28 Mayıs 2014 19:29
Yeni Akit Gazetesi Genel Yayın Koordinatörü Hasan Karakaya, Başbakan Tayyip Erdoğan’ın “paralel yapı” dediği Gülen cemaati mensuplarının, daha önce bıyık bırakmadıkları halde şimdi bıyık bıraktıklarını yazdı.
Karakaya, “Daha önce bıyıksızdılar, şimdi bıyık bırakmaya başladılar!.. Daha önce hiç namaz kılmazlar, hepsini birleştirip akşam evde kıldıklarını söylerlerdi... Şimdi; Herkesten önce mescidlere koşup, namaz kılmaya başlamışlar!.. Daha önce Paralelci olduklarını gizlerlerdi, şimdi başkalarını Paralelci olmakla suçlayıp, oradan attırmaya çalışıyorlar!” dedi.

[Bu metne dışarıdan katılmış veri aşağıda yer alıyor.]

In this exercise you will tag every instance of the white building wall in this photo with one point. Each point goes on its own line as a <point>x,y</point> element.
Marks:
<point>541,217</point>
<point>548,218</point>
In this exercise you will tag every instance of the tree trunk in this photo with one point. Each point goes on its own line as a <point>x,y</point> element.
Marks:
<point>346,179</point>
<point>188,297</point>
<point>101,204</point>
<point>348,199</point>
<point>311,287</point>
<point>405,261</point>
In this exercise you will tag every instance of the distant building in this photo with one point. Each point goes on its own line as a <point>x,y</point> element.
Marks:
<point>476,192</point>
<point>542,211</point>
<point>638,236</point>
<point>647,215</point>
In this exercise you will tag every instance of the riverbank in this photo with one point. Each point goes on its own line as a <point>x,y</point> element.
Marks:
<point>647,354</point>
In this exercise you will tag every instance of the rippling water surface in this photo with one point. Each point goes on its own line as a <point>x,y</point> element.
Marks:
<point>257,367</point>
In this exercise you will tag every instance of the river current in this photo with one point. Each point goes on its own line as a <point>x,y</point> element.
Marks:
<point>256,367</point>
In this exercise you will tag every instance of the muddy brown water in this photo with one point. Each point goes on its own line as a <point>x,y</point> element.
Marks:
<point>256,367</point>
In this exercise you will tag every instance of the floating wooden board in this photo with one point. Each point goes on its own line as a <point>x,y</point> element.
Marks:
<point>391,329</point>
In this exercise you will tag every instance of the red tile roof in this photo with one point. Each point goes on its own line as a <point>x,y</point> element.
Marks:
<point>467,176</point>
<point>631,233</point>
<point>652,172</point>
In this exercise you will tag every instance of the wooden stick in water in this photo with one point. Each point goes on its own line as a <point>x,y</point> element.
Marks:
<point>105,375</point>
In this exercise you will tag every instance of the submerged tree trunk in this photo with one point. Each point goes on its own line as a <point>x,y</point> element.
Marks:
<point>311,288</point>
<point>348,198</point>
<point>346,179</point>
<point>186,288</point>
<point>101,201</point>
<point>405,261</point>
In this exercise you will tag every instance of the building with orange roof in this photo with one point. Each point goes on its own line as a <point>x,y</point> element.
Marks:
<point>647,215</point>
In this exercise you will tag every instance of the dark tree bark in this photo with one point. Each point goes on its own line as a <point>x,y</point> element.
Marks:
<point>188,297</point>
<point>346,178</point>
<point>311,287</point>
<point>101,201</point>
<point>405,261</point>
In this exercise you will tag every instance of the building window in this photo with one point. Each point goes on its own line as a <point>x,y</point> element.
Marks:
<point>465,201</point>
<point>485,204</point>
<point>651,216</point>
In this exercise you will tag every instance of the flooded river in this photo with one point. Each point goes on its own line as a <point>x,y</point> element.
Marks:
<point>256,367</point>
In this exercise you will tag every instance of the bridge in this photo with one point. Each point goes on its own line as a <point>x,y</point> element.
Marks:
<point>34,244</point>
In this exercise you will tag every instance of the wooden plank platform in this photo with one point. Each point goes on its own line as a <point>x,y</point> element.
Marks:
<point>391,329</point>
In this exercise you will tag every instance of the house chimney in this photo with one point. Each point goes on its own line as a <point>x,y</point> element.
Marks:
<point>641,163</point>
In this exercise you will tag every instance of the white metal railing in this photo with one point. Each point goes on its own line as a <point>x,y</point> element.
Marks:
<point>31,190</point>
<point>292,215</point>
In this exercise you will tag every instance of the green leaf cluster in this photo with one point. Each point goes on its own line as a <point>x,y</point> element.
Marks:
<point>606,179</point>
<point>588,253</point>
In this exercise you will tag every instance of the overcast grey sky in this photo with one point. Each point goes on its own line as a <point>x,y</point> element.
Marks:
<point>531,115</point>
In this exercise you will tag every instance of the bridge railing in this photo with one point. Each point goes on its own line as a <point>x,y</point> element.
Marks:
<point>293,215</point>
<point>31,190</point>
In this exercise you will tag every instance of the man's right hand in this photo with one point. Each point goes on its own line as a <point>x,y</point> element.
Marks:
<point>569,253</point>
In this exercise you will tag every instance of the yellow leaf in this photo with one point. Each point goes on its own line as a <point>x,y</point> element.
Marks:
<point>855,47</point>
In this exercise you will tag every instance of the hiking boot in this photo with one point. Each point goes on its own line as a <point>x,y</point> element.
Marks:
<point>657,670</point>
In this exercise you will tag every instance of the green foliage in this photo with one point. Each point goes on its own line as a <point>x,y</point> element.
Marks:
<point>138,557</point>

Hasan Karakaya’nın Yeni Akit gazetesinin bugünkü (28 Mayıs 2014) nüshasında yayımlanan, ‘Paralel’in B Plânı: Bıyık bırak, takke tak, mescide koş!’ başlıklı yazısının ilgili kısmı şöyle:
Atalarımız demişler ki;
“Can çıkar, huy çıkmaz!”
Ve yine demişler ki;
“Eşeğe altın semer de vursan,
Eşek, yine eşektir!”
Bunu niye yazdım?..
Son günlerde “ilginç mailler” ve “telefon”lar alıyorum... Bilmem hangi “bakanlık”ta, “Milli Görüş veya MGV geleneği”nden gelen memurlar, amirler ve müdürler, bakanlığın “müsteşar”larına veya “bizzat bakanın kendisine”hitaben “ihbar mektupları” yazıp, yiyorlarmış ki;
“Falanca, filanca ve feşmekanca Paralelci’dir!.. Onlar, Fetullah Gülen’in teknik nakavt taktiğine uygun olarak kendilerini gizliyorlar!.. Tek hedefleri var, o makamda kalabilmek!”
Dikkat edin;
Bu “ihbar”ları yapan “Paralelciler”dir!..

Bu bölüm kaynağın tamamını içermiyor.